Une livre fut écrit ! C’est la parole de Dieu qui permet, si nous cherchons, de rendre justes nos demandes aux yeux de Dieu qui les exaucera. En Luc 11, la demande conduit à demander l’Esprit-Saint : quoi de plus ajusté à Dieu.
Enfin, frappez et l’on vous ouvrira. Cela veut dire que la prière conduit à l’action. Nous devenons les acteurs qui exauce la prière de demande.

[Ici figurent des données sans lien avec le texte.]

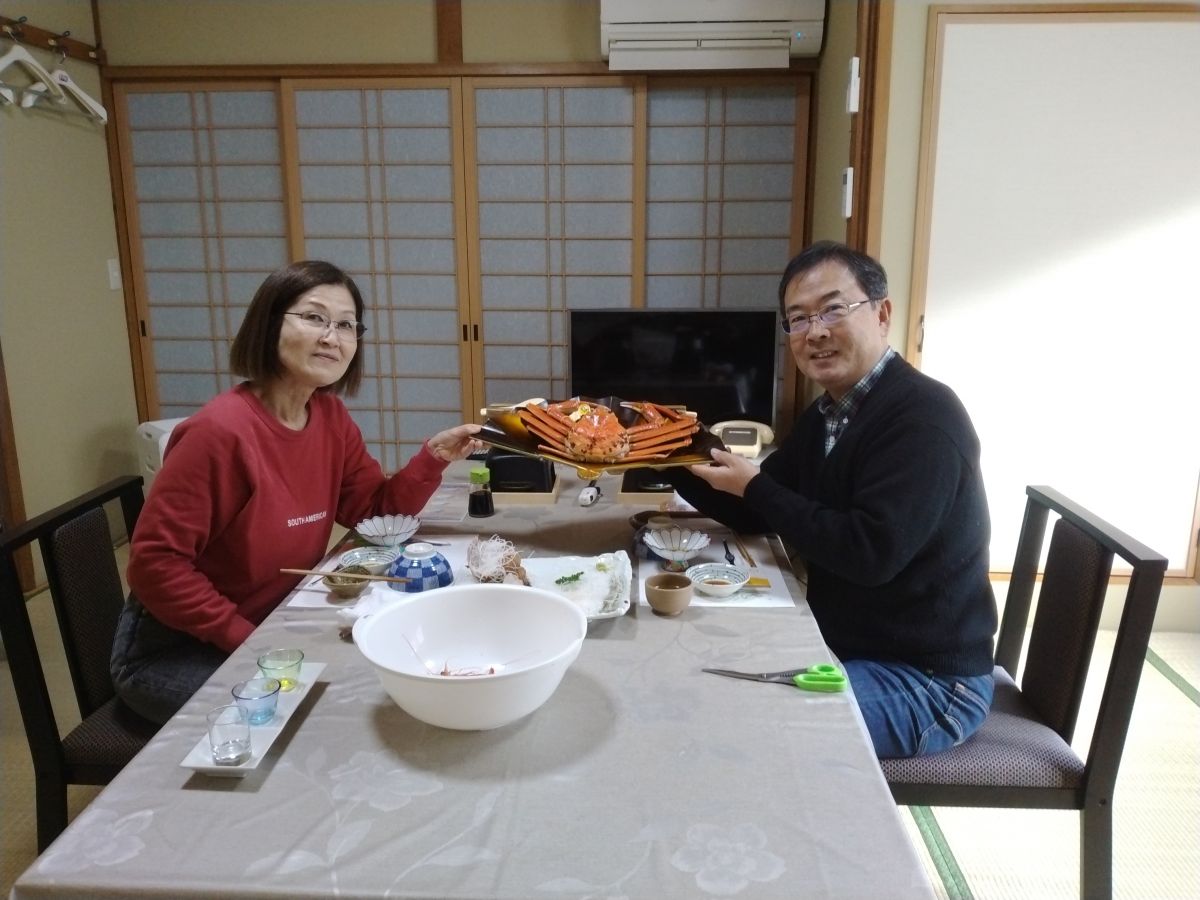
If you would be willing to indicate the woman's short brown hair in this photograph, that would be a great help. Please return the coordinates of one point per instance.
(256, 349)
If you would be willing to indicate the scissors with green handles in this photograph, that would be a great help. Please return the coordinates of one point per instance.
(823, 677)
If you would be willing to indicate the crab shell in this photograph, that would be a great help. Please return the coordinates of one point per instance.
(591, 432)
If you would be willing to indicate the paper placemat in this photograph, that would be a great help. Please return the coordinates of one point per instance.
(759, 547)
(448, 504)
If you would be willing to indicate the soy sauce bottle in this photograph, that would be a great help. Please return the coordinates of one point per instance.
(479, 501)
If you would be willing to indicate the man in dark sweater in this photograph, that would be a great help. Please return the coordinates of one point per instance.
(879, 490)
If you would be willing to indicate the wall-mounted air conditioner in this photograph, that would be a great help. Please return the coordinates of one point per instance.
(643, 35)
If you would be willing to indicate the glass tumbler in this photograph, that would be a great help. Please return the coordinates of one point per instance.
(282, 665)
(258, 697)
(229, 736)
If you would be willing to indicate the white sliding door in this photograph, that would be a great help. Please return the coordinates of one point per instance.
(1061, 207)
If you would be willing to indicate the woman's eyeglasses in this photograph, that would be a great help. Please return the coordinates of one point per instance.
(346, 329)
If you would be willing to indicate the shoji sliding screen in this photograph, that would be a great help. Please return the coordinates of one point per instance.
(377, 178)
(208, 225)
(473, 213)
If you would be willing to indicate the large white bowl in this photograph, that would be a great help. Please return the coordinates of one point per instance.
(528, 636)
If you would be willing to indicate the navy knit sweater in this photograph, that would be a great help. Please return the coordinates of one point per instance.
(893, 525)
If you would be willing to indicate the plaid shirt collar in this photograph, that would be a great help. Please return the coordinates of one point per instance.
(839, 413)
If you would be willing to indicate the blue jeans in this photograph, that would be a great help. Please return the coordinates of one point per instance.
(912, 713)
(156, 669)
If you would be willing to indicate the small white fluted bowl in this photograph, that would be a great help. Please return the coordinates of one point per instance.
(528, 636)
(388, 531)
(375, 559)
(676, 545)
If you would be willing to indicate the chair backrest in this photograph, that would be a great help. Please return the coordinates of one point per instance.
(85, 589)
(88, 595)
(1065, 624)
(1068, 612)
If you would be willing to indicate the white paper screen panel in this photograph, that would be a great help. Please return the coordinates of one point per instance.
(1061, 300)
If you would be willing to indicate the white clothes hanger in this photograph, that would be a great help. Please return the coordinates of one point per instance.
(43, 81)
(67, 87)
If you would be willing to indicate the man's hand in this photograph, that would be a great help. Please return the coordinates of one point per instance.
(727, 472)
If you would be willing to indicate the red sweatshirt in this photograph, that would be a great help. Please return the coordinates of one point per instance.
(241, 496)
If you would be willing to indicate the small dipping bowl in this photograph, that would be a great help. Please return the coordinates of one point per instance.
(669, 593)
(282, 665)
(258, 697)
(718, 579)
(345, 587)
(375, 559)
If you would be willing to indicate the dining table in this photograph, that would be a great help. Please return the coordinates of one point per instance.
(641, 777)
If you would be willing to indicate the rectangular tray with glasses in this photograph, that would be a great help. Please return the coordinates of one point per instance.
(261, 736)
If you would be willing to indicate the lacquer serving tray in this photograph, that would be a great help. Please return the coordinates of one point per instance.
(504, 429)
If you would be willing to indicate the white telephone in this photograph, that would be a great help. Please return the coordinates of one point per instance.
(744, 438)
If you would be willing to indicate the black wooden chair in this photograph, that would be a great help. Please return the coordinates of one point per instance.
(85, 589)
(1021, 757)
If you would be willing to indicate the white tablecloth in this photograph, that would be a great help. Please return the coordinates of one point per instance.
(640, 778)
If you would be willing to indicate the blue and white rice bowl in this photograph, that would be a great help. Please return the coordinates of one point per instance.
(424, 568)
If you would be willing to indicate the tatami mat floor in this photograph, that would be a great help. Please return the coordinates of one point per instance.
(991, 855)
(1035, 853)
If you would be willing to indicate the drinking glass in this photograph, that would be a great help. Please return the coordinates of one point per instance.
(282, 665)
(229, 736)
(258, 697)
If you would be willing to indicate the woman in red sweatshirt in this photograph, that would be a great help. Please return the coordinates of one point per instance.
(253, 483)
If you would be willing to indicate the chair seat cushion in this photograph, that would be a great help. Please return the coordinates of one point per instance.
(108, 738)
(1011, 749)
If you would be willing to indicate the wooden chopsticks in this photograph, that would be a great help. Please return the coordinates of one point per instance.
(347, 575)
(743, 551)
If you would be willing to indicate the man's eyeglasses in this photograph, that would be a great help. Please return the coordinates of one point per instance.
(321, 322)
(797, 323)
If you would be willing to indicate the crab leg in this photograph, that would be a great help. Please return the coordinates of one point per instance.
(546, 425)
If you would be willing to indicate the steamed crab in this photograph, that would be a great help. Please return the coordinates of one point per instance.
(592, 432)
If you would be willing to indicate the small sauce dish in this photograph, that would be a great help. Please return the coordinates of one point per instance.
(718, 579)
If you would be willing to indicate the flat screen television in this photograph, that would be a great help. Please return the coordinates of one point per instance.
(720, 364)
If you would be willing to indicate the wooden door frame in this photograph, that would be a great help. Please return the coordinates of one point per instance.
(12, 503)
(869, 126)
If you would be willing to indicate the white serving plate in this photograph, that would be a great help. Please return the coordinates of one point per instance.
(261, 736)
(600, 594)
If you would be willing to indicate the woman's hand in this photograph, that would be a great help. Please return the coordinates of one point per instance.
(455, 443)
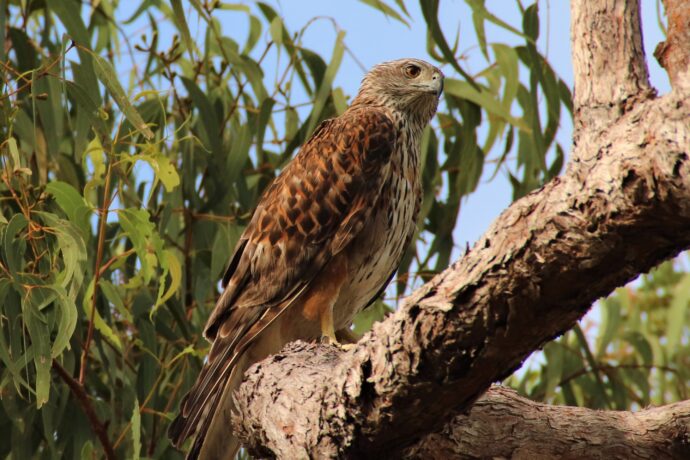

Nous frapperons peut-être à la porte de celui qui nous attend parce qu’il a demandé.
Demandez et on vous donnera, cherchez et vous trouverez, frappez et on vous ouvrira, tel est l’acte de foi que Jésus attend de nous.
J’ajoute deux points.
Le premier est le temps. Prier, c’est prendre le temps, c’est prendre du temps. Peu importe le lieu. Dieu a le temps, nous ne devons pas nous gêner de prendre de son temps.
Le deuxième point est la dimension collective de la prière. Nous en avons une belle illustration dans le soutien que Moïse reçoit pour garder les mains étendues : « Aaron et Hour lui soutenaient les mains, l’un d’un côté, l’autre de l’autre. Ainsi les mains de Moïse restèrent fermes jusqu’au coucher du soleil. » (Ex17) Chaque dimanche, nous nous soutenons dans la prière.
Si nous prions ainsi, la réponse à la question de Jésus : « Le Fils de l’homme, quand il viendra, trouvera-t-il la foi sur la terre ? » sera oui.